Urgent help with TempDB log file growth mystery

All we need is an easy explanation of the problem, so here it is.

I need some urgent guidance for a tempdb issue for past last week:

The tempDB log file is growing starting a specific time, lets say 2 PM. And almost continue to grow upto 150 GB and then comes down after 10 or so hours.

I have used various queries listed here but nothing shows up as in that duration there is no long running transaction.

Queries of mix workload keeps coming and going. There is no stuck transaction as such.

The user databases on this instance are all part of Log shipping setup and log backups happen every 15 mins.

In addition i added the Xevent

CREATE EVENT SESSION [tempdb_file_size_changed] ON SERVER ADD EVENT 
sqlserver.database_file_size_change(SET collect_database_name=(1)ACTION(sqlserver.client_app_name,sqlserver.client_hostname,sqlserver.is_system,sqlserver.query_hash,sqlserver.session_id,sqlserver.session_nt_username,sqlserver.sql_text,sqlserver.username) WHERE ([database_id]=(2))) ADD TARGETpackage0.event_file(SET filename=N'C:\ExtendedEvents\TempDBGrowth.xel',max_file_size=(100),max_rollover_files=(25)) WITH (MAX_MEMORY=4096 KB,EVENT_RETENTION_MODE=ALLOW_SINGLE_EVENT_LOSS,MAX_DISPATCH_LATENCY=1 SECONDS,MAX_EVENT_SIZE=0 KB,MEMORY_PARTITION_MODE=NONE,TRACK_CAUSALITY=OFF,STARTUP_STATE=ON)

Nothing gets captured even in XE and its just blank in those 10 hours.

I have no clue what is eating my tempDB log as none of the queries or XE gets me the data.

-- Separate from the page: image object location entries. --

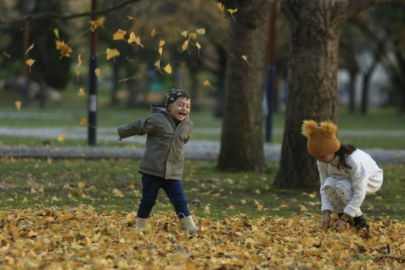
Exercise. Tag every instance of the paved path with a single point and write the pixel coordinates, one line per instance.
(194, 150)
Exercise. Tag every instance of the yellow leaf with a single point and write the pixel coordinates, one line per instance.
(79, 60)
(64, 48)
(153, 32)
(30, 48)
(185, 46)
(61, 138)
(83, 121)
(184, 34)
(134, 39)
(157, 64)
(81, 92)
(56, 31)
(220, 7)
(30, 62)
(200, 31)
(111, 53)
(168, 68)
(97, 72)
(119, 35)
(18, 105)
(232, 11)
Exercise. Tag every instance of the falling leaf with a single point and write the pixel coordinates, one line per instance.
(95, 24)
(192, 35)
(153, 32)
(81, 93)
(78, 71)
(157, 64)
(168, 69)
(56, 32)
(30, 48)
(130, 18)
(232, 11)
(30, 62)
(119, 35)
(83, 121)
(200, 31)
(97, 72)
(61, 138)
(244, 57)
(64, 48)
(185, 46)
(111, 53)
(184, 34)
(134, 39)
(79, 60)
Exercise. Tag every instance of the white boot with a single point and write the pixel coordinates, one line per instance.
(189, 225)
(141, 224)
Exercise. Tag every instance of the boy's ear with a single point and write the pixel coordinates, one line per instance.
(308, 127)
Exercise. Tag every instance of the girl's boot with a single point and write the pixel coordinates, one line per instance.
(189, 225)
(360, 222)
(141, 224)
(350, 221)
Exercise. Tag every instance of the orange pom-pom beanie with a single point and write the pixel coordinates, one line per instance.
(321, 140)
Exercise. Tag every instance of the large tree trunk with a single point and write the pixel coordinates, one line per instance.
(312, 79)
(242, 138)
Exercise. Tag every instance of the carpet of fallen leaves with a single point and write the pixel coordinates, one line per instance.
(81, 238)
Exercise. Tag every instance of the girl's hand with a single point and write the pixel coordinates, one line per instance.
(326, 219)
(340, 225)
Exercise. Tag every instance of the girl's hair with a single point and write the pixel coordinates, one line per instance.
(345, 149)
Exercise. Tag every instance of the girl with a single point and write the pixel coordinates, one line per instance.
(347, 174)
(168, 129)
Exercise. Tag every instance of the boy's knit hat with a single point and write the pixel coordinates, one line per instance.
(174, 94)
(321, 140)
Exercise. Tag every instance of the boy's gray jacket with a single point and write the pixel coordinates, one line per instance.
(164, 154)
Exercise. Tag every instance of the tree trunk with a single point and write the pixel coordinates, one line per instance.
(242, 138)
(312, 84)
(352, 90)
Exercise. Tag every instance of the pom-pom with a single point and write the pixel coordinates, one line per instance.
(329, 129)
(308, 127)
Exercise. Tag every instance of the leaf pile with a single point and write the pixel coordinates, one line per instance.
(83, 238)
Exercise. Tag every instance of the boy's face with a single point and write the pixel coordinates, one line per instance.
(180, 108)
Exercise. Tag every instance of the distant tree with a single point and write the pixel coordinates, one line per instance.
(312, 79)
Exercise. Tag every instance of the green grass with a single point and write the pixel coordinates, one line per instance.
(69, 183)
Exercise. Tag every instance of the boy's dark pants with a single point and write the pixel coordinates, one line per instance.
(174, 190)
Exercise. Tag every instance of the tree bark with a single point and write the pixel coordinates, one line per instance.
(312, 79)
(242, 138)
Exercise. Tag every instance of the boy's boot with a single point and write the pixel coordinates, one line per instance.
(360, 222)
(350, 221)
(141, 224)
(189, 225)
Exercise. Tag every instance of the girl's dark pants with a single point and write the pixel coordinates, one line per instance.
(174, 190)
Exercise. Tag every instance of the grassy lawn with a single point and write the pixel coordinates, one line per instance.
(115, 185)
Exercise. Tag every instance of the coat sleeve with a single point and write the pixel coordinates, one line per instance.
(140, 127)
(323, 174)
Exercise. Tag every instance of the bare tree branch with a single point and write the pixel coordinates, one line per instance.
(62, 16)
(352, 8)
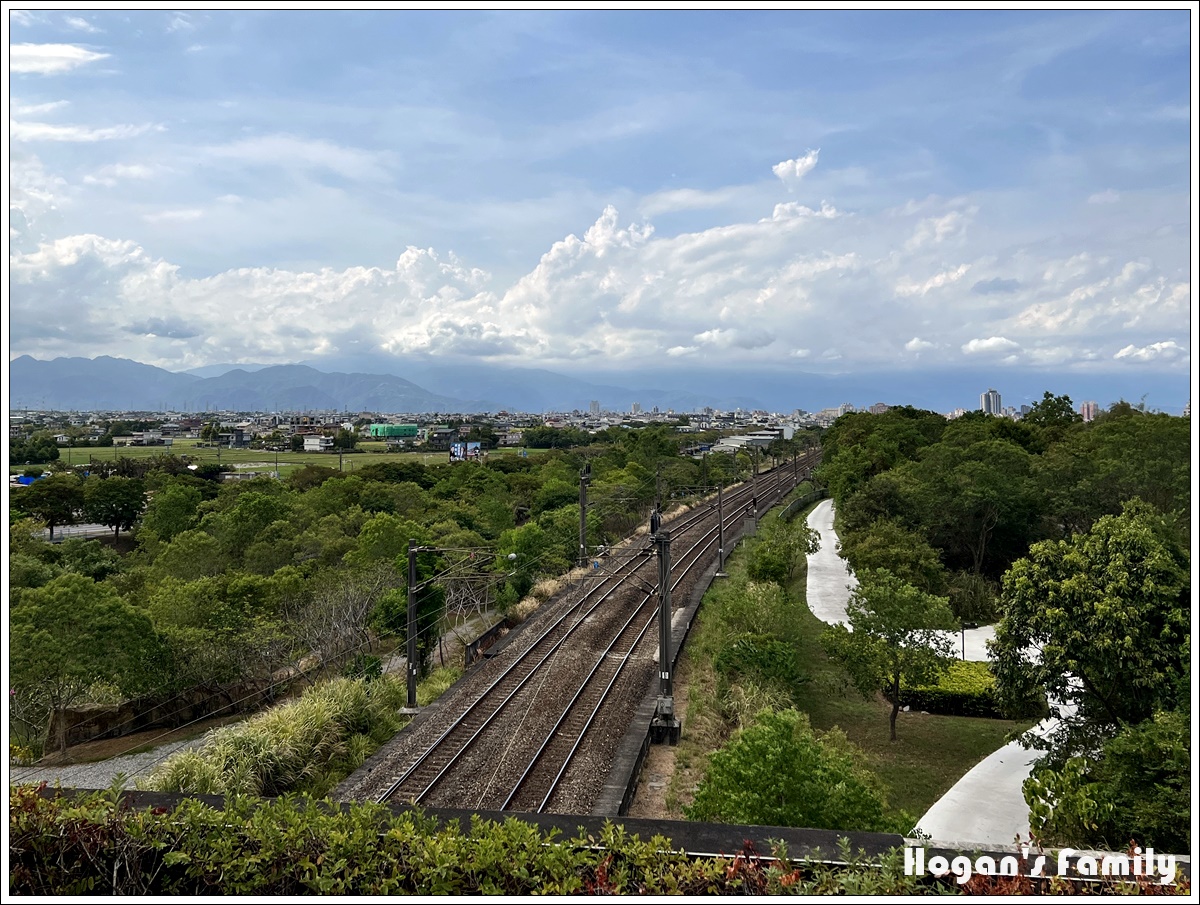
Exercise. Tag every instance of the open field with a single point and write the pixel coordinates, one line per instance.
(256, 459)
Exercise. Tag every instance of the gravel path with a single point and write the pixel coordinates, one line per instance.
(101, 773)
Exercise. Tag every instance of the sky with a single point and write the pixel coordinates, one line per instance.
(831, 192)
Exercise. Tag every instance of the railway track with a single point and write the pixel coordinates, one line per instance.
(535, 727)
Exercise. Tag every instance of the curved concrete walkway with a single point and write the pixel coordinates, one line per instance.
(985, 807)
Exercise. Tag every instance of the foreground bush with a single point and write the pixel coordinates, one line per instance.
(966, 689)
(295, 846)
(780, 772)
(292, 846)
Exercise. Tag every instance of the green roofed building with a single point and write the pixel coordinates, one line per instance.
(385, 431)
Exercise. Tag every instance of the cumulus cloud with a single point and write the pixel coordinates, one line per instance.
(81, 24)
(168, 328)
(1167, 351)
(181, 215)
(117, 173)
(286, 150)
(909, 286)
(48, 132)
(793, 210)
(933, 231)
(36, 109)
(991, 346)
(673, 199)
(51, 59)
(996, 285)
(793, 171)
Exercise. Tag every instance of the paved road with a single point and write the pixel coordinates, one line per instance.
(985, 805)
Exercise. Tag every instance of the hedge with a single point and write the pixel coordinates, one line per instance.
(95, 845)
(966, 689)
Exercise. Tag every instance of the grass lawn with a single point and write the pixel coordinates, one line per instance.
(930, 753)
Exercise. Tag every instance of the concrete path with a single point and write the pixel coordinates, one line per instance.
(985, 807)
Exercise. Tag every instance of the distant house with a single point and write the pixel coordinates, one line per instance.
(441, 437)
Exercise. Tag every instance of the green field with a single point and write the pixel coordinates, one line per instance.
(256, 459)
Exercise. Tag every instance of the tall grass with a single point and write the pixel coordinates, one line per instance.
(304, 745)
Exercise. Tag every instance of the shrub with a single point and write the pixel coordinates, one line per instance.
(966, 689)
(780, 772)
(303, 744)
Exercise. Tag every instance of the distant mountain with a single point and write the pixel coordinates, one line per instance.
(101, 383)
(532, 389)
(118, 384)
(291, 388)
(217, 370)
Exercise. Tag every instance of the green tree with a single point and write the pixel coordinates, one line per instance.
(1101, 622)
(887, 544)
(172, 510)
(54, 499)
(780, 772)
(1139, 787)
(71, 634)
(115, 502)
(895, 635)
(780, 549)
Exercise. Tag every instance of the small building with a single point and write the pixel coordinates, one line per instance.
(390, 431)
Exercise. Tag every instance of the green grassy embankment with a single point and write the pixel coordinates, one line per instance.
(930, 753)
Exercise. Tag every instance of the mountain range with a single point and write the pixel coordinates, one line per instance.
(119, 384)
(427, 384)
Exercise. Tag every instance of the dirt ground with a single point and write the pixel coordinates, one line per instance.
(659, 768)
(106, 748)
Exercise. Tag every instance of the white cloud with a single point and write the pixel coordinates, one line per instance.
(115, 173)
(793, 210)
(1168, 351)
(35, 109)
(49, 132)
(933, 231)
(793, 171)
(991, 346)
(173, 216)
(51, 59)
(81, 24)
(277, 150)
(673, 199)
(910, 287)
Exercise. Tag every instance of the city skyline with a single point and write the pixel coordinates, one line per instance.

I have never seen this thing and generally get database growth using XE but here i am just clueless.

I am running DBCC SQLPERF(logspace) and i can see log used just keeps increasing by 1 Gb every 5 mins or so. We have TempDB log set to max 200 GB but by 10 hours its almost 160-180 GB and then suddenly comes down.

Running below query almost every time gives ACTIVE TRANSACTION.

SELECT log_reuse_wait, log_reuse_wait_desc 
FROM sys.databases d 
WHERE database_id = 2;

Please help what i might be doing wrong and why i cant see any transaction using TempDB log file usage?

Update- As requested in answer from @J.D, i checked and verified that there is no database mail or Service broker is being used internally to cause the growth:

However over last week i see the growth in log file of tempdb is zig zag and the trend of that zig zag growth is bit higher:

I need to help understand :-

How is the transaction log growth increasing upto 80% and then lowering down back to 0 and then increasing and growing and so on , with reaching lmoast max 90-95%.

I confirmed there is no manual shrinking going on. Could there be multiple processes contributing as this is OLTP server with tempdb usage throughout the day. Just dont understand how in last week it has grown near its max capacity?

thanks

How to solve :

I know you bored from this bug, So we are here to help you! Take a deep breath and look at the explanation of your problem. We have many solutions to this problem, But we recommend you to use the first method because it is tested & true method that will 100% work for you.

Method 1

What you are you seeing is by design for tempdb Transaction Log file. I wish Microsoft had better documentation on this.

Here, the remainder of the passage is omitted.